Single by Bright Eyes

from the album Lifted or The Story Is in the Soil, Keep Your Ear to the Ground
- Released: 2002
- Recorded: 2002
- Genre: Emo
- Length: 4:00
- Label: Saddle Creek
- Songwriter(s): Conor Oberst

Bright Eyes singles chronology
| "I Will Be Grateful for This Day, I Will Be Grateful for Each Day to Come" (2001) | "Lover I Don't Have to Love" (2002) | "Lua" (2004) |

= Lover I Don't Have to Love =

"Lover I Don't Have to Love" is a song by Bright Eyes released as a single in 2002 and released on the album Lifted or The Story Is in the Soil, Keep Your Ear to the Ground.

The music video is karaoke with sing-along lyrics and different ambiences in the background.

It was covered by Bettie Serveert on their 2004 album Attagirl, and this cover was played extensively during the episode "The Undertow" of The O.C.

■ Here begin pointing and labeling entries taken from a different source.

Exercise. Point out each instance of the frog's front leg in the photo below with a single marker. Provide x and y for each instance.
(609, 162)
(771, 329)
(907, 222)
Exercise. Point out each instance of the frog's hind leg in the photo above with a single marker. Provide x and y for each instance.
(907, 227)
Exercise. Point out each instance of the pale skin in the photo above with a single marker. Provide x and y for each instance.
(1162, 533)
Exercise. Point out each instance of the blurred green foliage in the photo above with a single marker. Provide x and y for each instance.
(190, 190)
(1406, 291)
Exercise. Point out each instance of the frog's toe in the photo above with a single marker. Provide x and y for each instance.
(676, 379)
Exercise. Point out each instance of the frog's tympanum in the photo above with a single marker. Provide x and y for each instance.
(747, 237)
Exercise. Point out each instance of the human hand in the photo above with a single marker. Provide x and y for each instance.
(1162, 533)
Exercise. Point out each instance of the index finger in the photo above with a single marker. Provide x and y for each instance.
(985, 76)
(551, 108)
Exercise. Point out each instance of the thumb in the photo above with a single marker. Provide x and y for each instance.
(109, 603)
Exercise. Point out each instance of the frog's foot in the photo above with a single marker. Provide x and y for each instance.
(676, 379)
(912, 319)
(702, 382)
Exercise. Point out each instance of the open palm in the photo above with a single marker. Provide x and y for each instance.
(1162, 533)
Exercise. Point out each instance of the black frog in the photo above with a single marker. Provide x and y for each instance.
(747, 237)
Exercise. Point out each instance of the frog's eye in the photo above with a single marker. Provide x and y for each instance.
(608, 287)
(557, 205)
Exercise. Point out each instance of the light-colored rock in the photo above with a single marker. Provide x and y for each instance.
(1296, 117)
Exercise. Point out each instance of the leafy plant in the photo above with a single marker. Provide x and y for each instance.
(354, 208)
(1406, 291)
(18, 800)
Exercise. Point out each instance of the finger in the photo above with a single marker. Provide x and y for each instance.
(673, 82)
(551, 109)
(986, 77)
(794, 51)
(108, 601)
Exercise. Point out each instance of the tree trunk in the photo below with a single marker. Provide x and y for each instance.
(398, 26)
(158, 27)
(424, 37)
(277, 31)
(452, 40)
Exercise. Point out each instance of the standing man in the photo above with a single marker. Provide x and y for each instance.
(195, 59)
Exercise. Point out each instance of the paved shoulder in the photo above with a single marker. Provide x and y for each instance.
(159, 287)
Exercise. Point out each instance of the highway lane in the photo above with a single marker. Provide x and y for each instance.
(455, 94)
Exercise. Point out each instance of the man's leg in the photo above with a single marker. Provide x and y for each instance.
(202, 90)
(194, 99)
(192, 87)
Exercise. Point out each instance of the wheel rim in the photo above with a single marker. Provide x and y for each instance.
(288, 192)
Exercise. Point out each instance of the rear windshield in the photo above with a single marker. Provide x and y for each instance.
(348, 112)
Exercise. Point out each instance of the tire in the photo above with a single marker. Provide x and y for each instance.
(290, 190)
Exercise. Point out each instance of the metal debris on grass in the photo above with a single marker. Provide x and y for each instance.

The line "I asked your name, you asked the time" is a reference to the novel The Catcher in the Rye by J.D. Salinger.
The single's cover photograph by Casey Scott.

==Track listing==
1. "Lover I Don't Have to Love"
2. "Amy in the White Coat"
3. "Out on the Weekend" (Live) (Neil Young cover)

The CD single has the title "3 More Hit Songs from Bright Eyes."